As I’ve met with investors and their financial advisors over the past few years, I think the most commonly asked questions have been some riff on the theme of “what terrible thing is going to happen next?” We’ve certainly had enough nasty surprises to make that point of view highly understandable. And the media and political debate don’t help. After all, saying “things will be fine, don’t worry” doesn’t attract many viewers, reader or voters. In hopes that I won’t lose too many readers, I want to point out two promising phenomena that might produce a stream of good news over the next several years.

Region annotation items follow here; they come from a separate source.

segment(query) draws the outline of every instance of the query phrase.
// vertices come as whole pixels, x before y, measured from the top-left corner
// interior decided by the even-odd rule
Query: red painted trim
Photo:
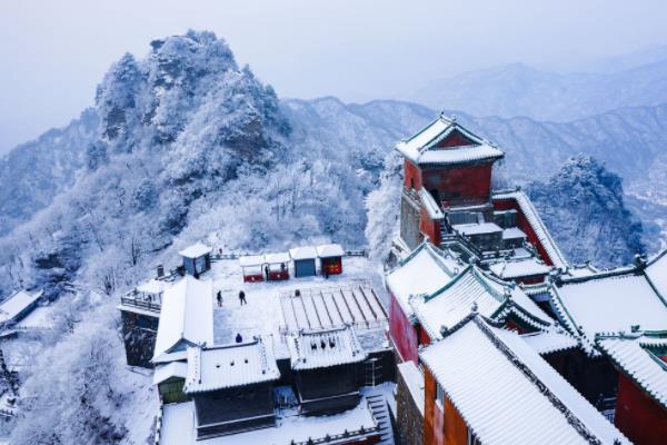
[[[661,445],[667,438],[667,409],[623,373],[618,374],[614,423],[636,444]]]
[[[511,209],[517,210],[517,226],[519,227],[519,229],[521,229],[526,234],[528,241],[530,241],[535,246],[541,260],[545,261],[549,266],[554,266],[554,261],[549,257],[549,254],[547,254],[547,249],[545,249],[545,246],[541,244],[541,241],[537,237],[535,229],[528,221],[528,218],[526,218],[526,215],[521,210],[521,207],[519,206],[519,204],[517,202],[516,199],[495,200],[494,209],[495,210],[511,210]]]
[[[391,340],[404,360],[417,363],[417,329],[410,323],[394,295],[390,295],[390,299],[389,335],[391,336]]]

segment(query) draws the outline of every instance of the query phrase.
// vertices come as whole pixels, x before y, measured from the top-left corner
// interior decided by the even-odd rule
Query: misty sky
[[[281,97],[406,97],[429,80],[521,61],[584,62],[667,43],[667,1],[2,0],[0,154],[92,105],[123,52],[207,29]]]

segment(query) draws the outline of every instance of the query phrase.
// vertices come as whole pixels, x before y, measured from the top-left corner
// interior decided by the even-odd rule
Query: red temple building
[[[420,358],[425,445],[630,443],[519,335],[478,314]]]
[[[505,277],[520,283],[567,268],[528,197],[492,191],[494,165],[505,154],[491,142],[440,115],[396,149],[405,158],[399,246],[429,239],[467,259],[502,257],[512,263]]]
[[[603,335],[596,344],[618,369],[616,426],[637,444],[664,444],[667,330]]]
[[[665,443],[667,253],[569,265],[525,192],[492,189],[504,152],[455,118],[396,149],[386,285],[402,442]]]

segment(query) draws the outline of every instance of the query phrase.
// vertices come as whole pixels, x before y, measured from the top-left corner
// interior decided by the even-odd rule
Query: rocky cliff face
[[[570,261],[629,264],[644,251],[643,228],[624,204],[621,179],[588,156],[569,159],[528,192]]]

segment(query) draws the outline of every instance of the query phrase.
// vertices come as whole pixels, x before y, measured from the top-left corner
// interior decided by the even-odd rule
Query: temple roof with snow
[[[272,382],[280,378],[272,339],[188,348],[188,374],[183,393],[211,390]]]
[[[667,328],[667,303],[649,276],[637,268],[619,268],[564,279],[551,288],[560,322],[593,344],[596,334]]]
[[[18,290],[0,303],[0,324],[14,322],[19,315],[33,306],[42,291]]]
[[[468,266],[434,294],[412,297],[410,305],[431,340],[442,338],[471,308],[494,319],[514,315],[536,329],[550,329],[554,324],[520,287],[495,279],[477,266]]]
[[[482,444],[628,444],[520,336],[480,315],[420,353]]]
[[[387,275],[387,287],[406,314],[411,295],[431,295],[447,285],[466,266],[428,241],[420,244]]]
[[[396,149],[417,165],[458,165],[505,156],[491,142],[442,113],[411,138],[398,142]]]
[[[350,326],[306,330],[287,338],[295,370],[326,368],[364,362],[368,356]]]
[[[185,358],[188,346],[212,343],[213,281],[186,275],[165,290],[153,363]]]
[[[667,408],[667,330],[600,335],[595,344],[636,385]]]
[[[203,243],[197,243],[179,251],[179,255],[186,258],[199,258],[210,253],[210,247],[208,247]]]
[[[519,209],[528,220],[528,224],[535,231],[537,239],[544,246],[548,258],[551,260],[554,266],[558,269],[565,270],[568,266],[568,261],[565,255],[558,248],[558,245],[549,234],[547,226],[541,220],[537,209],[521,190],[499,190],[494,191],[494,201],[514,200],[517,202]]]

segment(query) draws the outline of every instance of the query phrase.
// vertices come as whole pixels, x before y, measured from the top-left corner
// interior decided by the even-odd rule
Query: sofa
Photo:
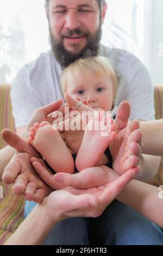
[[[0,131],[5,128],[14,130],[10,91],[9,84],[0,85]],[[163,84],[154,87],[154,102],[156,119],[163,118]],[[0,149],[5,145],[0,137]],[[157,174],[151,182],[156,186],[163,184],[162,159]],[[3,245],[23,220],[24,200],[23,197],[13,194],[11,186],[3,182],[0,185],[4,193],[4,199],[0,199],[0,245]]]

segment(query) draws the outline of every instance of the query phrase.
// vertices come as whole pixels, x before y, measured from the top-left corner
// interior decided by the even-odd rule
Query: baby
[[[85,127],[76,159],[77,170],[80,172],[86,168],[108,163],[111,166],[109,150],[105,151],[111,138],[108,124],[108,120],[110,121],[111,119],[108,115],[104,115],[103,111],[112,109],[117,83],[115,72],[108,59],[92,57],[77,59],[64,70],[60,84],[64,95],[67,92],[80,101],[86,100],[95,113]],[[99,124],[104,119],[106,136],[101,136],[100,129],[95,129],[96,124]],[[89,129],[90,125],[92,129]],[[52,126],[47,122],[40,125],[36,123],[30,131],[28,142],[55,172],[74,172],[73,156],[55,126]]]

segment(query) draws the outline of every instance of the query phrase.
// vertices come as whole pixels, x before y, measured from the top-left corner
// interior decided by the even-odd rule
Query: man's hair
[[[47,6],[48,6],[49,2],[50,0],[45,0],[46,3],[47,4]],[[99,7],[99,9],[101,10],[102,7],[105,3],[105,0],[96,0],[98,3],[98,5]]]
[[[111,66],[108,58],[103,56],[93,56],[77,59],[64,69],[60,77],[60,85],[63,95],[66,92],[68,75],[82,75],[87,78],[88,72],[93,72],[98,77],[103,78],[106,76],[110,78],[112,85],[114,97],[117,89],[117,80],[116,73]]]

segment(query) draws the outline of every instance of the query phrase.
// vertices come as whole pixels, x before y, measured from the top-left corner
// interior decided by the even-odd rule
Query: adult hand
[[[109,145],[113,159],[113,169],[120,175],[129,169],[134,168],[137,172],[140,169],[136,165],[141,154],[142,135],[138,120],[128,123],[129,115],[129,103],[122,102],[115,122],[117,135]]]
[[[96,176],[96,174],[98,175],[99,171],[99,173],[104,172],[109,178],[109,172],[111,171],[110,169],[108,170],[109,168],[105,166],[93,168],[92,170],[91,168],[87,172],[83,171],[78,174],[68,174],[72,181],[73,180],[72,184],[75,187],[81,187],[81,182],[87,182],[85,178],[87,176],[92,177],[97,184],[98,180],[95,180],[95,173]],[[117,174],[115,174],[115,180],[112,177],[110,182],[109,180],[106,181],[105,180],[105,182],[108,182],[98,187],[85,190],[67,187],[53,192],[47,199],[47,214],[55,222],[74,217],[97,217],[102,214],[106,207],[134,178],[135,174],[133,170],[129,170],[117,179],[116,178]],[[60,175],[65,176],[67,174],[57,174],[56,176]],[[68,182],[67,185],[68,184]],[[85,186],[87,187],[86,184]]]
[[[62,103],[62,101],[59,100],[36,109],[26,130],[28,130],[35,121],[41,123],[46,120],[48,115],[57,110]],[[52,192],[52,188],[40,179],[31,164],[31,157],[39,158],[40,157],[39,154],[14,132],[5,129],[2,131],[1,135],[4,140],[17,152],[4,170],[2,178],[4,182],[7,184],[13,183],[15,193],[23,194],[26,200],[41,202],[45,196]]]

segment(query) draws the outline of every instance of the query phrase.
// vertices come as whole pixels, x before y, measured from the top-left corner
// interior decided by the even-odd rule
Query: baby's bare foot
[[[104,116],[104,112],[97,112],[89,122],[78,153],[76,165],[80,172],[86,168],[97,166],[115,136],[111,133],[110,115]]]
[[[28,141],[56,172],[73,173],[74,162],[72,155],[59,132],[51,124],[45,121],[40,125],[35,124]]]

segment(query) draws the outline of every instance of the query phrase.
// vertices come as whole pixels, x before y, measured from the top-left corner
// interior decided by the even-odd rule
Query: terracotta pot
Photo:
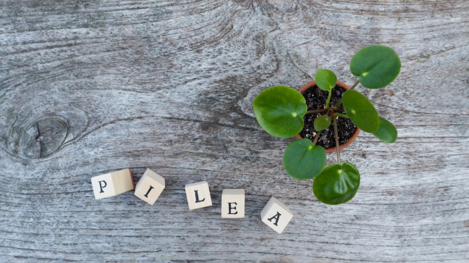
[[[346,89],[350,89],[350,87],[348,86],[346,84],[344,83],[344,82],[339,81],[338,80],[337,81],[337,85],[340,86],[340,87],[344,88]],[[298,91],[299,91],[300,93],[302,93],[303,92],[306,91],[306,90],[308,90],[308,88],[314,87],[316,85],[316,81],[311,81],[310,82],[305,85],[304,86],[303,86],[300,89],[298,90]],[[324,104],[326,104],[326,101],[324,101]],[[356,136],[358,136],[358,133],[360,133],[360,129],[358,129],[358,127],[356,127],[356,129],[355,130],[355,131],[354,132],[354,133],[352,134],[352,136],[350,136],[350,138],[348,138],[348,140],[347,141],[347,142],[344,144],[339,145],[338,146],[339,149],[340,151],[342,151],[342,150],[344,149],[344,148],[350,145],[352,142],[353,142],[355,140],[355,139],[356,138]],[[295,138],[297,139],[302,139],[302,137],[300,134],[296,134],[296,135],[295,135]],[[324,149],[324,151],[326,151],[326,152],[328,153],[334,153],[337,151],[337,148],[334,147],[332,147],[332,148],[328,148],[326,149]]]

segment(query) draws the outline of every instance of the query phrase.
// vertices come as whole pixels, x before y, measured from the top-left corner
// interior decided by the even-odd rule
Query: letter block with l
[[[101,199],[116,196],[135,189],[130,169],[124,169],[91,178],[94,198]]]
[[[223,189],[222,218],[244,218],[244,190]]]
[[[135,195],[152,206],[165,186],[164,178],[147,168],[135,187]]]
[[[278,234],[282,234],[292,218],[290,210],[273,196],[260,211],[262,222]]]
[[[208,183],[204,181],[186,185],[186,195],[190,210],[212,206]]]

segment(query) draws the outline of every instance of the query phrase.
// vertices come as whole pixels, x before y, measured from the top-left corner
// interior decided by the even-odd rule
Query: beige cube
[[[290,210],[273,196],[260,212],[262,222],[278,234],[282,234],[292,218]]]
[[[222,218],[244,218],[244,190],[223,189]]]
[[[186,185],[186,195],[190,210],[212,206],[208,183],[204,181]]]
[[[164,178],[162,176],[146,168],[135,187],[135,195],[152,206],[163,192],[165,186]]]
[[[132,171],[128,169],[92,177],[91,184],[96,199],[116,196],[135,189]]]

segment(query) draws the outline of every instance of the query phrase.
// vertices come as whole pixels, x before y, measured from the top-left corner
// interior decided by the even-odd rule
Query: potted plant
[[[371,102],[354,88],[360,83],[366,88],[379,89],[392,82],[400,70],[399,56],[390,47],[369,46],[353,56],[350,70],[358,79],[342,93],[342,98],[334,105],[330,103],[332,92],[339,87],[338,83],[342,82],[337,81],[336,74],[328,69],[320,69],[314,76],[318,87],[328,93],[322,108],[308,111],[303,95],[285,86],[276,86],[262,91],[253,103],[260,127],[279,138],[297,135],[304,128],[305,115],[318,114],[314,122],[314,138],[300,139],[292,142],[285,150],[283,163],[287,173],[294,178],[314,178],[314,195],[328,205],[348,202],[355,196],[360,184],[360,174],[356,168],[350,162],[342,164],[340,161],[338,120],[348,119],[360,129],[372,133],[384,142],[394,142],[398,135],[394,125],[380,117]],[[326,153],[316,143],[321,133],[330,128],[334,129],[338,163],[324,168]]]

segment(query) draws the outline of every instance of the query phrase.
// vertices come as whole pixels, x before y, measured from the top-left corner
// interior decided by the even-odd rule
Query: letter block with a
[[[212,206],[208,183],[204,181],[186,185],[186,195],[190,210]]]
[[[290,210],[273,196],[260,212],[262,222],[278,234],[282,234],[292,218]]]
[[[135,187],[135,195],[152,206],[165,185],[162,176],[147,168]]]
[[[223,189],[222,218],[244,218],[244,190]]]
[[[132,172],[128,169],[92,177],[91,184],[96,199],[116,196],[135,189]]]

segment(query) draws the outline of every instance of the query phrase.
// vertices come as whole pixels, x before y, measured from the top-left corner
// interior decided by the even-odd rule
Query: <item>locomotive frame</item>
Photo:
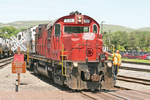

When I travelled to a client meeting in western Pennsylvania a few months ago, I couldn’t miss the up-beat talk about the effect shale gas production was having on local business. More recently, on a similar trip to the Dallas-Fort Worth (DFW) area, I kept hearing how revenues from gas wells at DFW were going to soon exceed landing fees at one of the world’s busiest airports. Anecdotes, sure, but the real surprise came from a report that during 2011 the U.S. became a net exporter of petroleum products for the first time since 1949 (incidentally the year in ancient history when I was born). For those of us who’ve lived, and are living through repeated energy price shocks, the prospect of at least partial energy autarky is encouraging indeed.
What makes domestic natural gas production especially encouraging is its connection with a second development, the resurgence of U.S. manufacturing. Combined cheap and plentiful industrial fuel and chemical feedstock from natural gas with rising labor costs in emerging economies, a reasonably valued currency, and an adaptive corporate culture, have led to manufacturing employment numbers that are increasing faster than overall employment for the first time since the 1970s. Those manufacturing jobs are especially valuable because each new manufacturing job creates about three jobs for other workers, substantially more than other sectors.
I’m aware of the limitations of this good news. After all “good producing” employs only about 18.3 million out of 132.5 million non-farm workers, and the U.S. is unlikely to become the mass production manufacturer it once was. I’m also aware of the environmental issues, especially regarding air and water contamination, that rightly or wrongly surround and will somewhat limit fracking. But the revival of the U.S. as a home for manufacturing and energy production is good news that we should not overlook.
 Citi GPS, “Energy 2020: North America, the New Middle East?” March 20, 2012.
 ISI, “Investing in US Manufacturing Renaissance,” March 5, 2012.